Carillion collapse: Fail to learn and ‘I don’t think we’ll have a profession in 20 years time’, says accounting chief
Big Four giants Deloitte, PwC, EY and KPMG face extinction if they fail to learn the lessons from the failure of contracting giant Carillion, the head of Britain’s leading accountancy institution warned this morning.
Carillion’s mid-January collapse is a “watershed moment” for accountants both big and small, Institute of Chartered Accountants in England & Wales (ICAEW) chief executive Michael Izza said.
The comments come as MPs released a damning report into the failure of one of Britain’s biggest contractors.
Carillion had a “rotten corporate culture” as its directors drove the firm over a cliff, a joint review by two influential parliamentary committees concluded.
City A.M. reveals all last December: Behind the scenes of Carillion’s annus horribilis
Regulators were accused of taking too much of a “passive” approach when dealing with Carillion. The government, which continued to hand the firm contracts worth billions of pounds of contracts after a near £1bn accounting black hole was revealed, “nurtured” an environment which put Carillion on a doomed pathway.
Big Four accountancy firms “waved through” Carillion sign-offs, MPs claimed. Turnaround experts from EY were paid £10.8m and Deloitte, Carillion’s internal auditor – whose role was to work with management to establish accounting checks and balances – received £10m.
KPMG signed off numerous sets of Carillion’s annual accounts, while PwC prospered by picking up the lucrative mandate to assist the government’s Official Receiver in winding down the firm’s operations.

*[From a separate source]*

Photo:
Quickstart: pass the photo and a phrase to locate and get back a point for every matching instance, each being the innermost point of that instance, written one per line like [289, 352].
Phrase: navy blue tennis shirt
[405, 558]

ICAEW chief Izza told BBC’s Today programme the parliamentary report provided an opportunity to “think again about what we do to fix this”.
He said:
It’s a watershed moment. If we don’t fix this I don’t think we’ll have a profession in 20 years time.

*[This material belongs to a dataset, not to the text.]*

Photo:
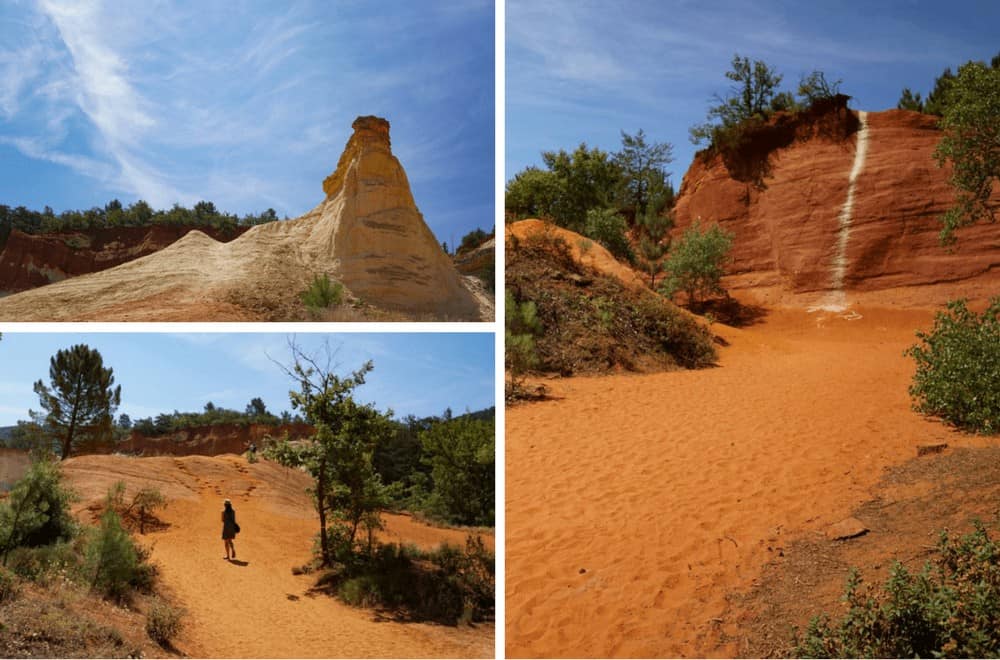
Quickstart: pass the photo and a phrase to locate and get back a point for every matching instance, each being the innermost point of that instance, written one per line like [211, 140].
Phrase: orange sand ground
[257, 608]
[635, 503]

Audit firms need to tighten practices and use technology to “do things in a very different way”, he added.
Read more: Learning from Carillion? MP inquiries must shed more light than heat
Largest ever investigated
Meanwhile, Britain’s top accounting regulator, the Financial Reporting Council (FRC), today also provided an update on a probe into the actions of two of Carillion’s finance directors and KPMG.
The FRC said it had made “good progress” in its investigation, which has seen officials wade through “tens of thousands of documents and emails in order to establish how and why audit and accounting decisions were reached”.
The Carillion case is one of the largest the FRC has investigated. The FRC will not cut corners to conclude its investigations as that may compromise the integrity of any enforcement action.
Earlier today, KPMG insisted it had conducted Carillion’s audits “appropriately”. EY and Deloitte said they were “disappointed” at the MPs findings. PwC boss Kevin Ellis said the firm’s priority had been “to keep public services running safely across the country”.